Умопомрачительно на песке строю
воздушные замки,
Не замки′ – без невозможности не хочу
Вылечивать нервы, жаловаться Чехову, как врачу –
На бессмыслицу бессонницы городов,
на в три аршина готовых к расстрелу жильцов и на придурковатую,
малахольную, но всё-таки, веру, хотя бы в завтрашний день!
Хоттабыч, старик, мне, просто, до отвращения лень –
Обращаться на «вы» к эпохе, как немой погонщик к слепому мерину, –
говорить с современностью её же кнутом!
Слишком многое отложено исповедального – на после похорон, на потом –
когда сварен уже «суп – скотом»!
А эти гривы, эти волны бушующих на ветру тополей –
Во дворе умирающего века – заныривай в них, упадай ввысь поскорей,
Торопись быть в замедленном расцвете купы цветочной,
Звёзды не будут освещать взгляд твой вечно, это уж точно!
Всё завершается, когда кончается взгляд!
Когда нет этого – несказанного, необлучённого, необручённого,
не обречённого на безалаберность в слове,
Взгляда,
Как будто руками перебирая в жирном на цвет плове,
Ищешь сошествие на землю сумерек во столетиях беседок,
Посреди обязательных бюргеров, обознавшихся соседок
Старинного сада Дессау двадцатых годов, вдоль Баухауза,
Всё впопыхах узнаёшь, натыкаешься на непонимание, упираешься,
как в гранитную облицовку упирается волною Яуза;
Нам русло судеб ограничили плоским гранитом!

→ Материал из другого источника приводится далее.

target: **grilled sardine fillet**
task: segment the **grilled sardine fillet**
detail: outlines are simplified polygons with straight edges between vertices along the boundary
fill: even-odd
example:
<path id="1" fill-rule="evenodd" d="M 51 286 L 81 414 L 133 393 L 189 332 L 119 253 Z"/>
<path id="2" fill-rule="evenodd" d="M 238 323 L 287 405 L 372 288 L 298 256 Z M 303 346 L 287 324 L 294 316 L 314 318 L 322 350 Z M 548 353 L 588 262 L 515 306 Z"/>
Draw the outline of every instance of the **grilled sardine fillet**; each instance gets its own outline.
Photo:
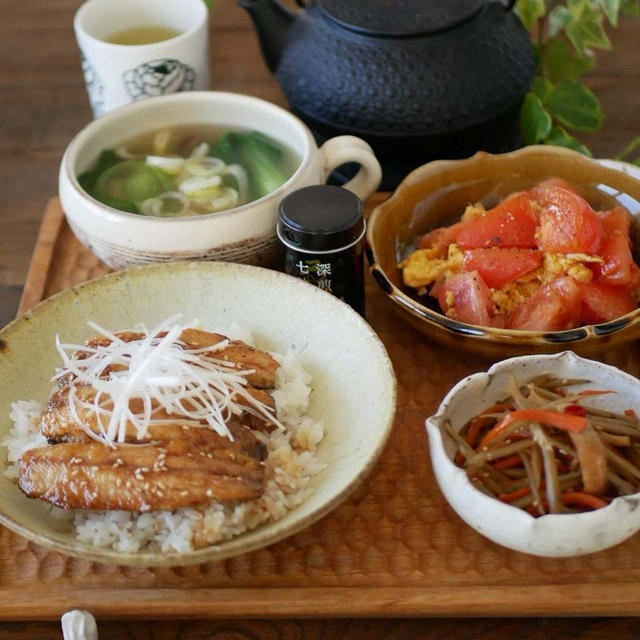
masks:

Но я живу особняком в особняке, знаменитом
Тем, что там нет стен – а у дверей ввысь – нет фурнитуры,
Что-то там всё-таки есть...
Тень от натуры,
запах микстуры?
Что-то обострённое, оголённое, обворожительное до крови и костей,
Избегающее гостей, извивающиеся с лёгкостью акробатки под куполом...
Как! Вы верите во всё с трибуны сказанное? Глупо вам –
Веровать лбом в пол, переметнитесь от правды к правдоподобию,
Жители одиноко торчащего общежития имени Коминтерна!
Всё сказанное лишь отчасти, от счастья – верно.
Наверно, не будет на лицах печали,
Только если каждый день жить в её сердцевине, в начале
Растворяемого в май окна – в высокий ритм о свободе, в ветер перемен,
Ничего не обещая будням окаянным взамен,
Кроме взгляда, за горизонт мечты жизнь умакнувшего,
Кроме счастья от нагрянувшего – на н е н а з ы в а е м у ю
ипостась н е н а з и д а е м о г о скопом минувшего.